Historia tego chłopczyka wzruszyła cały świat! O Charliego Garda (+10 mies.) modlił się papież Franciszek (81 l.), pomoc oferował Donald Trump (71 l.). Lecz niestety nie pozostawało już nic innego, niż tylko pozwolić dziecku odejść do lepszego świata… - Powinniśmy planować jego pierwsze urodziny, a planujemy pogrzeb – mówią zapłakani rodzice, Connie (31 l.) i Chris Gard (32 l.). Ten dramat zaczął się w momencie narodzin małego Brytyjczyka. Przyszedł na świat z ciężkim uszkodzeniem mózgu.

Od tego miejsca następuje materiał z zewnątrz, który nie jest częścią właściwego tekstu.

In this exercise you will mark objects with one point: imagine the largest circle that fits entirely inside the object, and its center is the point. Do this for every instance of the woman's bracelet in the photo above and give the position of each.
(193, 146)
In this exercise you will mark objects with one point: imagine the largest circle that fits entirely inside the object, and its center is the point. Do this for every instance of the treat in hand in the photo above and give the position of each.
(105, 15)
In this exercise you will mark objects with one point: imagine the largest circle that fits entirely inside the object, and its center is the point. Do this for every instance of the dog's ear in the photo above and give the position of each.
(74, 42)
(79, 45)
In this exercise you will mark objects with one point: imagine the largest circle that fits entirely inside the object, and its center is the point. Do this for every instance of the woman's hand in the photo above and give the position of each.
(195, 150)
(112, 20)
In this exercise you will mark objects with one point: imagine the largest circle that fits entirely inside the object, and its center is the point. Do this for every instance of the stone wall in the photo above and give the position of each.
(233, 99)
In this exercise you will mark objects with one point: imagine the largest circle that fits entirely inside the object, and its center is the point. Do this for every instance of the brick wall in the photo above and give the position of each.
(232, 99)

ZOBACZ TEŻ: Pozwolimy synkowi umrzeć! Dramatyczna decyzja rodziców Charliego
Nie widział i nie słyszał, nie poruszał się. Lekarze uznali, że konieczna jest eutanazja, bo dziecko cierpi, a medycyna jest bezradna. Rodzice walczyli o zastosowanie terapii w USA i przegrali w sądzie. Ostatnio podjęli dramatyczną decyzję, pozwalając synkowi odejść. Charlie umarł w hospicjum. Rodzice chcą pochować go z pluszowymi małpkami, które zawsze miał w łóżeczku.